Is it possible to read data from both the beginning of a file and standard input multiple times?

I want to first read the first few bytes of the input, then read the whole input, including the beginning. Specifically, I want to check whether the data has already been compressed using infer::get before compressing it using zopfli::compress. To perform this check, I want to read the first 262 bytes of the data before compressing it.

The following works for a file, but doesn't work for standard input because it cannot seek:

use std::{
    fs::{self, File},
    io::{self, Read, Seek},
};

enum Input {
    File(fs::File),
    Stdin(io::Stdin),
}

impl Read for Input {
    fn read(&mut self, buf: &mut [u8]) -> io::Result<usize> {
        match *self {
            Self::File(ref mut file) => file.read(buf),
            Self::Stdin(ref mut stdin) => stdin.read(buf),
        }
    }
}

fn main() {
    let mut input = if let Ok(file) = File::open("foo.txt") {
        Input::File(file)
    } else {
        Input::Stdin(io::stdin())
    };

    let mut buf_first_4 = [0; 4];
    // Read first 4 bytes.
    input.read_exact(&mut buf_first_4).unwrap();
    if let Input::File(ref mut file) = input {
        file.rewind().unwrap();
    }

    let mut buf_all = Vec::new();
    // Read first 8 bytes.
    input.read_to_end(&mut buf_all).unwrap();
    assert_eq!(buf_first_4.as_slice(), &buf_all[..4]);
}

To achieve the purpose, do I need to use Vec<u8> like in the following code?

use std::{
    fs,
    io::{self, Read},
};

fn main() {
    let input = if let Ok(data) = fs::read("foo.txt") {
        data
    } else {
        let mut buf = Vec::new();
        io::stdin().read_to_end(&mut buf).unwrap();
        buf
    };

    let mut buf_first_4 = [0; 4];
    // Read first 4 bytes.
    input.as_slice().read_exact(&mut buf_first_4).unwrap();

    let mut buf_all = Vec::new();
    // Read all bytes.
    input.as_slice().read_to_end(&mut buf_all).unwrap();
    assert_eq!(buf_first_4.as_slice(), &buf_all[..4]);
}

Maybe you want Cursor in std::io - Rust ?

You might be able to get away with using the BufRead buffer (especially if the header is small). A more robust approach would be to manage a buffer yourself.

1 Like

I don't think Cursor is suitable for this purpose because it changes the current position.

a more robust but still fairly simple solution is to use BufReader::with_capacity along with fill_buf.

It's more robust in the sense of definitely having a large enough buffer available, but fill_buf doesn't necessarily fill the entire buffer. (Try sending a line to this program for example.)

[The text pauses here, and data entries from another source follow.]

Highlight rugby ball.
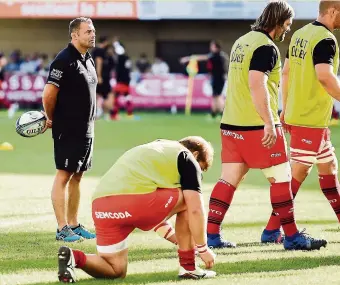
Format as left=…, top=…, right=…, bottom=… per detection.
left=16, top=111, right=46, bottom=138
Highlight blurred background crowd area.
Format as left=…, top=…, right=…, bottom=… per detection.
left=1, top=0, right=340, bottom=120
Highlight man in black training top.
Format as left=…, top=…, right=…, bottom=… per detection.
left=180, top=40, right=228, bottom=120
left=42, top=17, right=97, bottom=242
left=92, top=35, right=115, bottom=119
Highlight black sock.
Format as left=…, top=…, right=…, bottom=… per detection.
left=211, top=111, right=217, bottom=118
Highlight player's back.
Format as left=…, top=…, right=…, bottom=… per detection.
left=92, top=139, right=189, bottom=201
left=285, top=22, right=339, bottom=127
left=222, top=31, right=281, bottom=126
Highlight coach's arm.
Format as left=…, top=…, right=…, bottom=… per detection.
left=41, top=84, right=58, bottom=132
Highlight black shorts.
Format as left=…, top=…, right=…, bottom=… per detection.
left=54, top=135, right=93, bottom=173
left=211, top=78, right=225, bottom=97
left=96, top=81, right=112, bottom=99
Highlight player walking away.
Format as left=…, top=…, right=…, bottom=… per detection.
left=92, top=36, right=115, bottom=120
left=110, top=39, right=134, bottom=121
left=180, top=40, right=228, bottom=121
left=42, top=17, right=97, bottom=242
left=207, top=0, right=327, bottom=251
left=263, top=0, right=340, bottom=242
left=57, top=137, right=217, bottom=282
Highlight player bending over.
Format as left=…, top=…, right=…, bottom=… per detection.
left=57, top=136, right=216, bottom=282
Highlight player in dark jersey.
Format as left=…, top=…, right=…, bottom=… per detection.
left=110, top=39, right=133, bottom=121
left=92, top=36, right=115, bottom=120
left=180, top=40, right=228, bottom=120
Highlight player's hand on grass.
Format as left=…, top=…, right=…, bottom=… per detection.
left=262, top=123, right=277, bottom=148
left=40, top=111, right=52, bottom=134
left=199, top=247, right=216, bottom=269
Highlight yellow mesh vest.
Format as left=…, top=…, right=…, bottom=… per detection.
left=221, top=31, right=281, bottom=126
left=92, top=140, right=199, bottom=200
left=285, top=23, right=339, bottom=127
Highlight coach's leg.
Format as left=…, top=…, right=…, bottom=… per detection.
left=52, top=170, right=73, bottom=230
left=67, top=171, right=83, bottom=227
left=207, top=162, right=249, bottom=248
left=317, top=151, right=340, bottom=222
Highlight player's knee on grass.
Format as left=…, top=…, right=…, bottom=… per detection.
left=262, top=162, right=291, bottom=184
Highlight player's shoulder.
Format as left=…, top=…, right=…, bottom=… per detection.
left=51, top=47, right=72, bottom=67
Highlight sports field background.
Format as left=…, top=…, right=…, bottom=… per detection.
left=1, top=110, right=340, bottom=285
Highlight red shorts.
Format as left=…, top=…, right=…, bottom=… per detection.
left=115, top=83, right=130, bottom=94
left=92, top=188, right=179, bottom=253
left=288, top=125, right=334, bottom=166
left=221, top=126, right=288, bottom=169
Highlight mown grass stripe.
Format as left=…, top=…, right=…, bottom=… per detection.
left=25, top=256, right=340, bottom=285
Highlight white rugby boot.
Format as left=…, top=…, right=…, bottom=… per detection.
left=178, top=266, right=216, bottom=279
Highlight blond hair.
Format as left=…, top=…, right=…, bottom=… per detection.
left=179, top=136, right=214, bottom=172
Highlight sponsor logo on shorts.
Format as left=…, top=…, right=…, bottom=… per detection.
left=95, top=211, right=132, bottom=219
left=270, top=153, right=282, bottom=158
left=210, top=209, right=223, bottom=216
left=165, top=196, right=173, bottom=208
left=329, top=199, right=337, bottom=204
left=222, top=130, right=244, bottom=140
left=301, top=139, right=312, bottom=145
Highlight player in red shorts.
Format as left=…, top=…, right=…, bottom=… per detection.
left=263, top=0, right=340, bottom=241
left=110, top=39, right=133, bottom=120
left=57, top=137, right=217, bottom=282
left=206, top=1, right=326, bottom=251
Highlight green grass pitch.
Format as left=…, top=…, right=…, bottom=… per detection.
left=0, top=110, right=340, bottom=284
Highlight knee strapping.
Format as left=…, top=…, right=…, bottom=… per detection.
left=262, top=162, right=291, bottom=183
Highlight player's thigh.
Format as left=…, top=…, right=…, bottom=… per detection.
left=93, top=196, right=135, bottom=255
left=221, top=162, right=249, bottom=188
left=136, top=188, right=180, bottom=231
left=240, top=127, right=288, bottom=169
left=289, top=125, right=326, bottom=166
left=316, top=138, right=338, bottom=175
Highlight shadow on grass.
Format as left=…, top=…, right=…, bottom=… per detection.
left=28, top=255, right=340, bottom=285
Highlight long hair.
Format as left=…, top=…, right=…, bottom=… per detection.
left=251, top=1, right=294, bottom=31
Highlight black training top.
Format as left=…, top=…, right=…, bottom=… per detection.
left=47, top=43, right=97, bottom=138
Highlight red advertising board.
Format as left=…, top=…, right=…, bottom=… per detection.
left=0, top=0, right=137, bottom=19
left=1, top=73, right=216, bottom=109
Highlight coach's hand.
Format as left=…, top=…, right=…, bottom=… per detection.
left=199, top=247, right=216, bottom=269
left=262, top=124, right=277, bottom=148
left=40, top=111, right=52, bottom=134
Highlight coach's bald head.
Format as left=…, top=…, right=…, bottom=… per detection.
left=318, top=0, right=340, bottom=30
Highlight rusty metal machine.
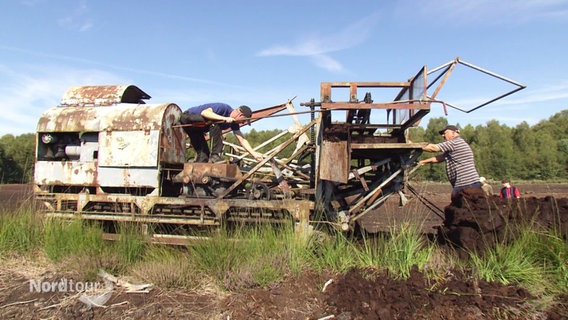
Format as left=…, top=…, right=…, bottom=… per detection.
left=33, top=58, right=525, bottom=242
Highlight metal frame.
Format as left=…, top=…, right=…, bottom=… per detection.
left=427, top=57, right=526, bottom=113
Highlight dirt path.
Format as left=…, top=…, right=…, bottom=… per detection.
left=0, top=258, right=565, bottom=319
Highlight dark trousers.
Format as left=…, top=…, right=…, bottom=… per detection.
left=181, top=112, right=224, bottom=162
left=451, top=181, right=482, bottom=198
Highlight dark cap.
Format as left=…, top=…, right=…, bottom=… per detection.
left=438, top=125, right=460, bottom=135
left=237, top=105, right=252, bottom=125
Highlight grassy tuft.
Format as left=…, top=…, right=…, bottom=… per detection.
left=360, top=222, right=435, bottom=279
left=469, top=225, right=567, bottom=295
left=0, top=206, right=42, bottom=253
left=306, top=230, right=360, bottom=274
left=189, top=223, right=295, bottom=290
left=114, top=222, right=147, bottom=267
left=132, top=245, right=201, bottom=289
left=43, top=218, right=104, bottom=262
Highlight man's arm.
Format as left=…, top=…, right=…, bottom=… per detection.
left=200, top=107, right=234, bottom=123
left=418, top=154, right=445, bottom=166
left=419, top=142, right=445, bottom=166
left=233, top=130, right=263, bottom=161
left=422, top=143, right=441, bottom=153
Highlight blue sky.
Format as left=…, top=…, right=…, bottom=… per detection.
left=1, top=0, right=567, bottom=137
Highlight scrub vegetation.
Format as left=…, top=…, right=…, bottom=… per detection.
left=0, top=203, right=566, bottom=318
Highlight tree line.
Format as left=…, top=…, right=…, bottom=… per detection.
left=1, top=110, right=566, bottom=184
left=409, top=110, right=568, bottom=183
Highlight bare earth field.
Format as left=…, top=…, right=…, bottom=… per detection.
left=0, top=183, right=567, bottom=319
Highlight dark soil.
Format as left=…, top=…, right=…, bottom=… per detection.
left=1, top=184, right=567, bottom=319
left=441, top=187, right=568, bottom=257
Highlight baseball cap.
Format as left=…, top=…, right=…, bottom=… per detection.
left=438, top=125, right=460, bottom=135
left=237, top=105, right=252, bottom=125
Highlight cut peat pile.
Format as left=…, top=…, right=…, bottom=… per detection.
left=439, top=187, right=568, bottom=255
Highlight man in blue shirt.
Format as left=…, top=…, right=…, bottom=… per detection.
left=180, top=103, right=263, bottom=163
left=419, top=125, right=481, bottom=197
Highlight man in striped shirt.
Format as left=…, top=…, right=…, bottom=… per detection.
left=419, top=125, right=481, bottom=197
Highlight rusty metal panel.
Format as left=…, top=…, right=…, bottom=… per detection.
left=37, top=106, right=104, bottom=132
left=34, top=162, right=97, bottom=185
left=36, top=102, right=186, bottom=165
left=33, top=160, right=159, bottom=188
left=160, top=104, right=186, bottom=164
left=176, top=162, right=243, bottom=184
left=321, top=81, right=410, bottom=88
left=321, top=83, right=331, bottom=102
left=99, top=130, right=159, bottom=167
left=98, top=103, right=185, bottom=164
left=36, top=103, right=179, bottom=132
left=319, top=140, right=349, bottom=183
left=320, top=102, right=431, bottom=110
left=60, top=85, right=151, bottom=106
left=98, top=167, right=159, bottom=188
left=99, top=103, right=170, bottom=131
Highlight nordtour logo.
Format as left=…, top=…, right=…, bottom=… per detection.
left=29, top=276, right=115, bottom=308
left=27, top=270, right=151, bottom=308
left=29, top=278, right=104, bottom=293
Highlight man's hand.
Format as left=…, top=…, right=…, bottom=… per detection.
left=225, top=117, right=235, bottom=123
left=419, top=155, right=442, bottom=166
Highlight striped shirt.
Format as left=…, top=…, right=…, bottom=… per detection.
left=436, top=137, right=480, bottom=188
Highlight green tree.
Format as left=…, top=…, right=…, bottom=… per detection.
left=483, top=121, right=516, bottom=179
left=532, top=130, right=562, bottom=179
left=512, top=122, right=540, bottom=179
left=469, top=125, right=492, bottom=180
left=228, top=129, right=296, bottom=159
left=542, top=110, right=568, bottom=179
left=0, top=133, right=35, bottom=183
left=559, top=138, right=568, bottom=179
left=407, top=126, right=425, bottom=143
left=0, top=145, right=20, bottom=183
left=458, top=124, right=476, bottom=144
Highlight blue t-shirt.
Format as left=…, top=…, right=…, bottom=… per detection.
left=185, top=103, right=240, bottom=131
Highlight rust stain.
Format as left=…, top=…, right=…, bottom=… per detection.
left=60, top=85, right=151, bottom=106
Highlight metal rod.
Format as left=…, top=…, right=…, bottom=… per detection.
left=218, top=118, right=319, bottom=198
left=348, top=168, right=402, bottom=214
left=458, top=58, right=527, bottom=88
left=352, top=193, right=392, bottom=222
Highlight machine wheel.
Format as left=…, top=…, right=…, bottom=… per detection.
left=247, top=182, right=271, bottom=200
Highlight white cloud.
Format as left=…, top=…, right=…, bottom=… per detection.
left=0, top=64, right=125, bottom=136
left=430, top=81, right=568, bottom=127
left=507, top=81, right=568, bottom=104
left=256, top=12, right=381, bottom=72
left=310, top=54, right=343, bottom=72
left=0, top=45, right=238, bottom=89
left=78, top=20, right=94, bottom=32
left=57, top=0, right=93, bottom=32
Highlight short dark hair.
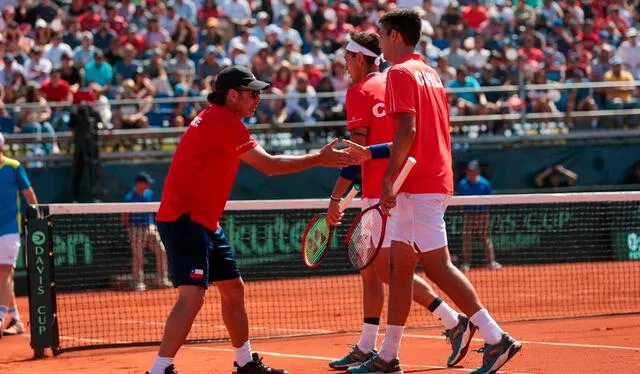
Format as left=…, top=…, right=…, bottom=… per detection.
left=207, top=90, right=227, bottom=105
left=349, top=31, right=381, bottom=65
left=378, top=9, right=422, bottom=47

I don't think there is a std API which, when used as intended, actually fulfills the use case. In addition to the trait, BufReader has a seek_relative method,[1] but some testing demonstrated that the buffer can be cleared in the process of fulfilling a read_exact call that takes multiple reads.


  1. for R: Seek, but Stdin can be converted to a File via the FD types ↩︎

2 Likes

that should only be a problem if stdin is in line-buffered mode, otherwise a single read should return more than enough bytes (assuming i remember how linux pipes work, i'm more familiar with plan9 pipes)

although, it would be nice to have a peek method that tries to look ahead the specified number of bytes, up to a maximum of capacity.

hmm, i'm tempted to draft a PR, trying to remember if a new unstable function requires an RFC, or if it just needs an RFC for stabilization... maybe it still needs an ACP?

Or in other words, you might be able to get away with it but it's not robust.

Anyway, I think we're in agreement.

PR or ACP apparently, though I'm pretty sure I've seen a request to create an ACP on PRs, so probably I would start with the ACP.

1 Like

:+1:

implementation has been merged.

2 Likes

I'd love to here the context for that statement. Do you daily drive Plan9? Is there a rust port for it even?

Which it often is.

Please absolutely do NOT do this. Relying on such brittle behavior will cause nothing but endless frustration for yourself and your users. This sort of thing is the archetypal example of a hard-to-debug issue.

Since io::Read has a chain() method, this is trivial to do correctly, without relying on implementation details, environmental settings, or needing to read the entire file into memory: Playground

1 Like

i used to daily drive plan9, and did a lot of direct syscall programming

now i use linux, where the direct syscalls are less nice, so i use abstractions, like rust

1 Like

yes, but not when you are reading a binary file from a pipe.